On September 19, the Russian Foreign Ministry accused USAID of seeking to "influence political processes, including elections of various types, and institutions of civil society through the distribution of grants."

The ministry said it was also worried by the mission's work in the volatile North Caucasus, where Moscow is fighting an Islamist insurgency.

In separate comments, Foreign Ministry spokesman Aleksandr Lukashevich said Russia's civil society did not require "outside leadership."

"We are talking about attempts, through the distribution of grants, to influence political processes, including elections at various levels, and institutions of civil society," he said. "Russian civil society is quite mature now and it does not require outside leadership."

Washington announced on September 18 that Moscow had ordered the closure of USAID.

U.S. State Department spokeswoman Victoria Nuland said Washington was proud of what USAID had accomplished in the country in the past 20 years. She called the decision "regrettable" but said the U.S. accepts the closure as Russia's "sovereign decision."

Nuland said Washington "completely reject[s] the notion that our support for civil society, democracy, human rights in any way interferes with elections whether in Russia or anywhere else in the world."

Nuland maintained that the mission would nonetheless continue working with Russian nongovernmental groups and denied that USAID meddled in Russian politics.

"While our USAID physical presence in Russia is going to end, we remain committed to supporting democracy, human rights, and the development of a more robust civil society in Russia," she said.
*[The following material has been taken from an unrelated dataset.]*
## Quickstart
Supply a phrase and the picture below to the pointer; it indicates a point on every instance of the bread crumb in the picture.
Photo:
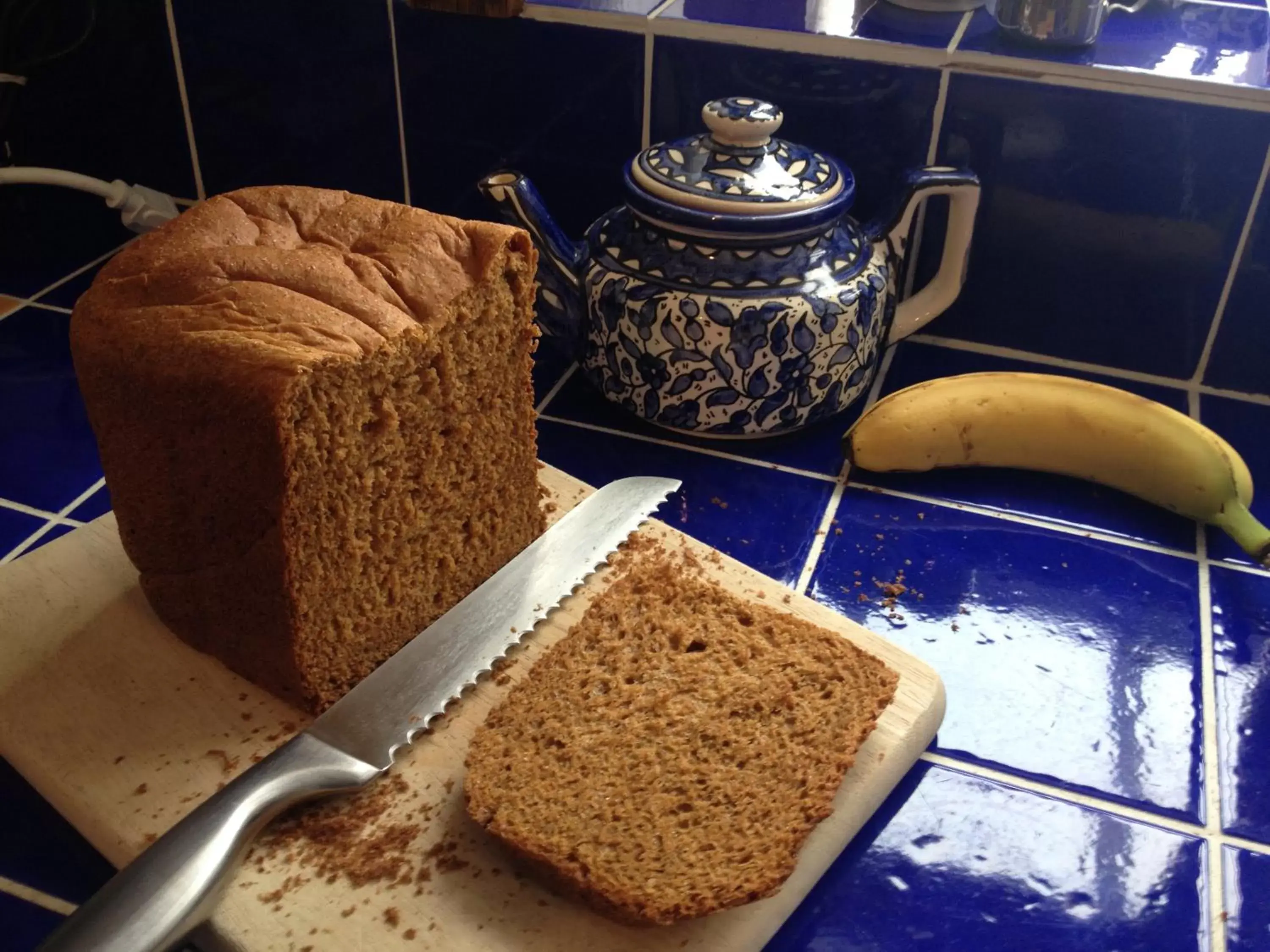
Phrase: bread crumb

"We will continue to work with those Russians in civil society who want to work with us. We do that in many parts of the world where we don't have [USAID] missions and we are looking now at precisely how we'll work this through, but we are committed to stay on the side of those who want to see a more democratic, more just Russia."

Russian Central Election Commission member Maya Grishina said USAID's departure would not jeopardize the quality of Russian elections.
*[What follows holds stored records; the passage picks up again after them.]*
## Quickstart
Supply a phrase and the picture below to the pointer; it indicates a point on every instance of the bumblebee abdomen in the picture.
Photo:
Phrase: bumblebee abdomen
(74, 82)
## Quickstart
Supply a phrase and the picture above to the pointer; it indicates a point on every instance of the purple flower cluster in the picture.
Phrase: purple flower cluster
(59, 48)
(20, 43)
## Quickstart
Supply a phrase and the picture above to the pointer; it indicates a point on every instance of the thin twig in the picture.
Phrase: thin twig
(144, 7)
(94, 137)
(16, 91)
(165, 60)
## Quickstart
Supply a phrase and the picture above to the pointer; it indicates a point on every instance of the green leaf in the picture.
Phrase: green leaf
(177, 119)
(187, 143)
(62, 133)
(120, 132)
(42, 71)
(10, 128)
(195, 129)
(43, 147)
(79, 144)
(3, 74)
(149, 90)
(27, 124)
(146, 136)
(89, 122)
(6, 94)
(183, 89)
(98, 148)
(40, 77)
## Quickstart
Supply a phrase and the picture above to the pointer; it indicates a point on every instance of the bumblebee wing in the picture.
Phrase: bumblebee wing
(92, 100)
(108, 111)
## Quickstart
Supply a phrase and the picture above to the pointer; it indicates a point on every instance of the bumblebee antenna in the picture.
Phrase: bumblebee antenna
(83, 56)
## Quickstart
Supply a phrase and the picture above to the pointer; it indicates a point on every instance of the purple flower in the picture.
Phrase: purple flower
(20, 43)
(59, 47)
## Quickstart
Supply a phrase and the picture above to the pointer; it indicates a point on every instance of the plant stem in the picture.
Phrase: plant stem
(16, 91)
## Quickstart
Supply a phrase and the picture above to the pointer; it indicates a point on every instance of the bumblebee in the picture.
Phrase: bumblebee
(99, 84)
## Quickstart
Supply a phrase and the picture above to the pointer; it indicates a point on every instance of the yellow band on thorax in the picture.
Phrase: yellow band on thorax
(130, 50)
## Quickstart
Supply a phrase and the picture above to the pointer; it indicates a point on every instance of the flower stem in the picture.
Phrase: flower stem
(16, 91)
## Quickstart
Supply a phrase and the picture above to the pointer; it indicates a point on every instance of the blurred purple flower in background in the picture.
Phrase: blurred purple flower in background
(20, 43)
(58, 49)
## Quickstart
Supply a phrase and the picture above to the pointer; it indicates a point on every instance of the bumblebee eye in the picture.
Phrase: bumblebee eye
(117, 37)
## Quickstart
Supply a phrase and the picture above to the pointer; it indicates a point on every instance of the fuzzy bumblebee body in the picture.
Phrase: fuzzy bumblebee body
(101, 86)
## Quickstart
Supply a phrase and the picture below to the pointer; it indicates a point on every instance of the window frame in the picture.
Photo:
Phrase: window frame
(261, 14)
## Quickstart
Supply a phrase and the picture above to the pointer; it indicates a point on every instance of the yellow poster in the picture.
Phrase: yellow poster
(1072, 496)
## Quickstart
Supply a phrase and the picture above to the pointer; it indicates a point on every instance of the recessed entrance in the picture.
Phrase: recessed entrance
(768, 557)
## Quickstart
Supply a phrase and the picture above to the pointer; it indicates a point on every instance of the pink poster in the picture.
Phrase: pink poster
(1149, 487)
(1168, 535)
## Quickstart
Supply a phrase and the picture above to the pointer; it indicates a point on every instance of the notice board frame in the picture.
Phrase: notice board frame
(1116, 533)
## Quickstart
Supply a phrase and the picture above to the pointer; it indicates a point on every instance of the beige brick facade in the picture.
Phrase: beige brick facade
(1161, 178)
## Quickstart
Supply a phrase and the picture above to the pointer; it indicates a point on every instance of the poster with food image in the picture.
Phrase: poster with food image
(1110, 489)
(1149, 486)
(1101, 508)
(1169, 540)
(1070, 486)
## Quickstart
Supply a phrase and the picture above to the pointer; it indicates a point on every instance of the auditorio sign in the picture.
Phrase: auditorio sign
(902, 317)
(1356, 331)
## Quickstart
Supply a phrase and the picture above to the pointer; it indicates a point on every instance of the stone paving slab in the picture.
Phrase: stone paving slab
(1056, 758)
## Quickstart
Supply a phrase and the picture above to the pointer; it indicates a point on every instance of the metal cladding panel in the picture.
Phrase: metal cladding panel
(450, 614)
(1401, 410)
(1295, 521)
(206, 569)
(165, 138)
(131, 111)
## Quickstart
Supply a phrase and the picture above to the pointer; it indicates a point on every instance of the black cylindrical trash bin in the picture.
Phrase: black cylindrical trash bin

She said independent election monitoring was "guaranteed by Russian law" and would continue.

But the independent election monitoring group Golos, which receives funding from USAID, said the mission's withdrawal was "a very hard blow" that threatened the group's projects.

Golos director Lilia Shibanova said she believed the decision not to renew USAID's mandate was partly connected with the Kremlin's desire to control election monitoring.
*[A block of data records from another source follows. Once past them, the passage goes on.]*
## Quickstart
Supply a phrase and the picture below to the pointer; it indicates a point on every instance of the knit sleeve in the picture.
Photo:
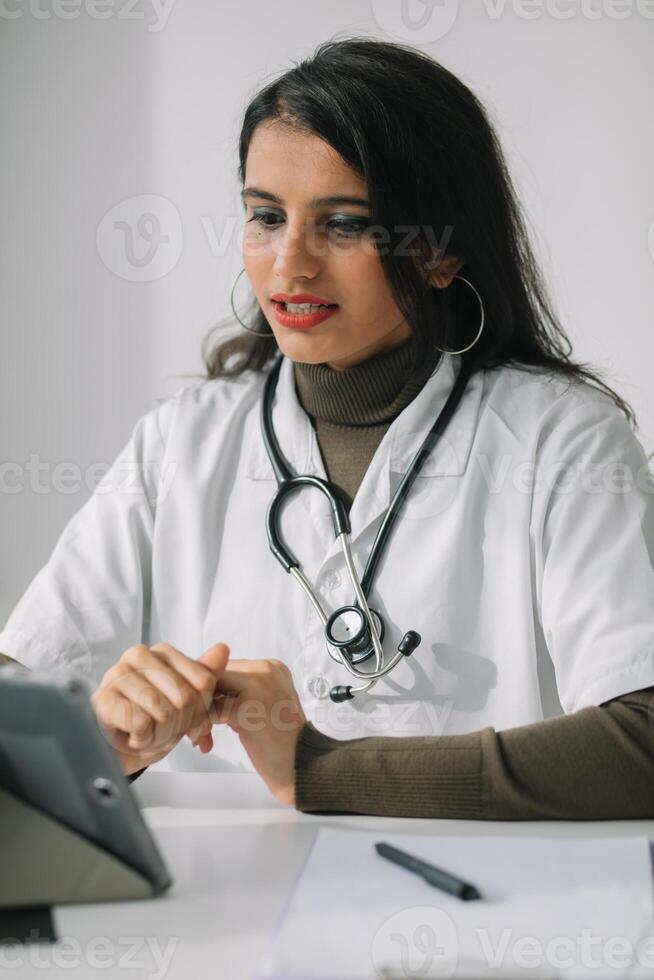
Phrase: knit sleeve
(593, 764)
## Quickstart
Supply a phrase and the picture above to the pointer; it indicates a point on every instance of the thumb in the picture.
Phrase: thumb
(215, 658)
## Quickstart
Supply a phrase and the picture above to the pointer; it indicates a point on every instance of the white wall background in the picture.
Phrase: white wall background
(148, 101)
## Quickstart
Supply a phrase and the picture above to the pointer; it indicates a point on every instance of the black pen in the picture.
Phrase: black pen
(432, 875)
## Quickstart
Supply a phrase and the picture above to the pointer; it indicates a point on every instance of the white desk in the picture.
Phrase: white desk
(233, 853)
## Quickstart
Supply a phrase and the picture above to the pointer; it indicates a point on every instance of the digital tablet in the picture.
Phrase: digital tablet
(55, 756)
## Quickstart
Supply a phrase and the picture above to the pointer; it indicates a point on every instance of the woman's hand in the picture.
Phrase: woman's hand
(262, 706)
(153, 696)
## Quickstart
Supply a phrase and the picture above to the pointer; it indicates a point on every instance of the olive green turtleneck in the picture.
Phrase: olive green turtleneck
(592, 764)
(352, 409)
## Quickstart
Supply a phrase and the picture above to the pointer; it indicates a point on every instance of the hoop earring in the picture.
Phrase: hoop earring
(481, 325)
(260, 333)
Critics say it is part of a clampdown on dissent backed by President Vladimir Putin, who returned to the Kremlin in May for a third presidential term following an election denounced by the opposition as flawed.

Russian authorities have taken a tougher stance against the opposition and civil society in recent months, including moves to tighten controls on the Internet and raise fines for protesters.

USAID has been in Russia since the collapse of the Soviet Union, spending more than $2.6 billion on programs intended to combat disease, protect the environment, strengthen civil society, and modernize the economy.

USAID has been asked to halt its operations in Russia by October 1.